Quick Start

Quick Start

Prerequisites

Before starting, you will need:

In addition to Hadoop, scoobi uses sbt (version 0.12.0) to simplify building and packaging a project for running on Hadoop. We also provide an sbt plugin sbt-scoobi to allow you to contain a self-contained JAR for hadoop.

Directory Structure

Here the steps to get started on your own project:

$ mkdir my-app
$ cd my-app
$ mkdir -p src/main/scala

We first can create a build.sbt file that has a dependency on Scoobi:

name := "MyApp"

version := "0.1"

scalaVersion := "2.9.2"

libraryDependencies += "com.nicta" %% "scoobi" % "0.5.0-cdh4"

scalacOptions ++= Seq("-Ydependent-method-types", "-deprecation")
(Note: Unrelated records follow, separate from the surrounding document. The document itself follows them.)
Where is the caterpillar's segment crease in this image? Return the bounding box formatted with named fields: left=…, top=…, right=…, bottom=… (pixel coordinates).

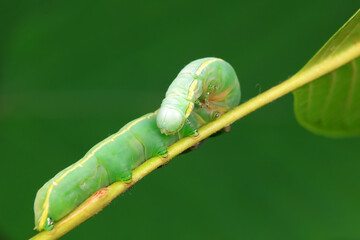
left=34, top=58, right=240, bottom=231
left=157, top=58, right=240, bottom=135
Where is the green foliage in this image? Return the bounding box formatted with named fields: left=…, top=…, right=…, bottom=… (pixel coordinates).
left=294, top=11, right=360, bottom=137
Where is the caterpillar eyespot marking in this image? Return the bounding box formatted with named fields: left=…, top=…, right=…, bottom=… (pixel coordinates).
left=34, top=58, right=241, bottom=231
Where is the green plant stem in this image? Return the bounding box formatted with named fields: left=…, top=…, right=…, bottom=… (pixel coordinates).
left=32, top=44, right=360, bottom=240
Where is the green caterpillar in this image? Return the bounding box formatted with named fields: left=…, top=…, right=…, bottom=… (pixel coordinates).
left=34, top=58, right=240, bottom=231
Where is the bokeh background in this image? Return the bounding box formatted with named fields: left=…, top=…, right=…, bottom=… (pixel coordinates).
left=0, top=0, right=360, bottom=240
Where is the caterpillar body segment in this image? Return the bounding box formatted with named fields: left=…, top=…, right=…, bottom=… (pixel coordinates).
left=157, top=58, right=240, bottom=135
left=34, top=58, right=240, bottom=231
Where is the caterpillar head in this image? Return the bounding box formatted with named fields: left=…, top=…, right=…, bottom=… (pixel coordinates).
left=156, top=106, right=185, bottom=135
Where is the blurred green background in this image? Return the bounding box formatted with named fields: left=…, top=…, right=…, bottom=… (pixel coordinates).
left=0, top=0, right=360, bottom=240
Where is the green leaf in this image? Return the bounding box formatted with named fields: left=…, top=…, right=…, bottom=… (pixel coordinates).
left=293, top=10, right=360, bottom=137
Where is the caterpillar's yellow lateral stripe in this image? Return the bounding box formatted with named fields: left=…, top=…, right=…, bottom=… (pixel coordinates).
left=39, top=110, right=158, bottom=230
left=196, top=58, right=222, bottom=76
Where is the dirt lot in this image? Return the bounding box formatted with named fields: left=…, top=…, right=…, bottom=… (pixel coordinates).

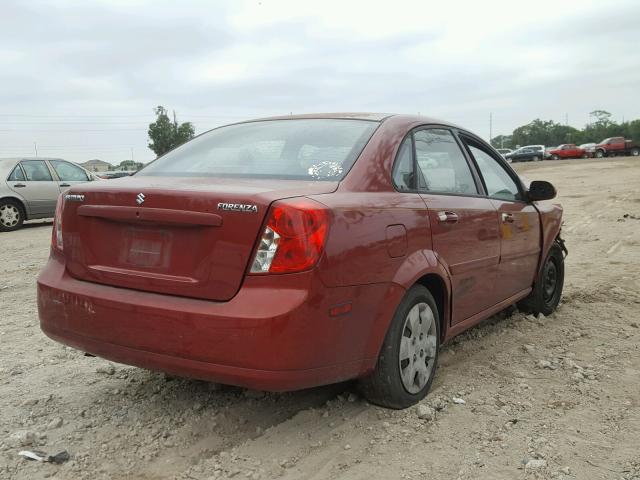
left=0, top=158, right=640, bottom=480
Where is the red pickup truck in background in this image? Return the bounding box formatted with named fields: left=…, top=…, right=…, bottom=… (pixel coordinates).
left=547, top=143, right=589, bottom=160
left=594, top=137, right=640, bottom=158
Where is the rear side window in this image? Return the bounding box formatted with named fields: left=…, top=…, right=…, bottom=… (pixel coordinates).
left=414, top=129, right=478, bottom=195
left=51, top=160, right=89, bottom=182
left=137, top=119, right=379, bottom=181
left=7, top=165, right=25, bottom=182
left=393, top=136, right=416, bottom=192
left=465, top=138, right=520, bottom=201
left=22, top=160, right=53, bottom=182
resolvers += "Sonatype-snapshots" at "http://oss.sonatype.org/content/repositories/snapshots"

Write your code

Now we can write some code. In src/main/scala/myfile.scala, for instance:

package mypackage.myapp

import com.nicta.scoobi.Scoobi._

object WordCount extends ScoobiApp {
  def run() {
    val lines = fromTextFile(args(0))

    val counts = lines.flatMap(_.split(" "))
                      .map(word => (word, 1))
                      .groupByKey
                      .combine((a: Int, b: Int) => a + b)
    
    persist(toTextFile(counts, args(1)))
  }
}

Running

The Scoobi application can now be compiled and run using sbt:

> sbt compile
> sbt run-main mypackage.myapp.WordCount input-files output

Your Hadoop configuration will automatically get picked up, and all relevant JARs will be made available.

If you had any trouble following along, take a look at Word Count for a self contained example.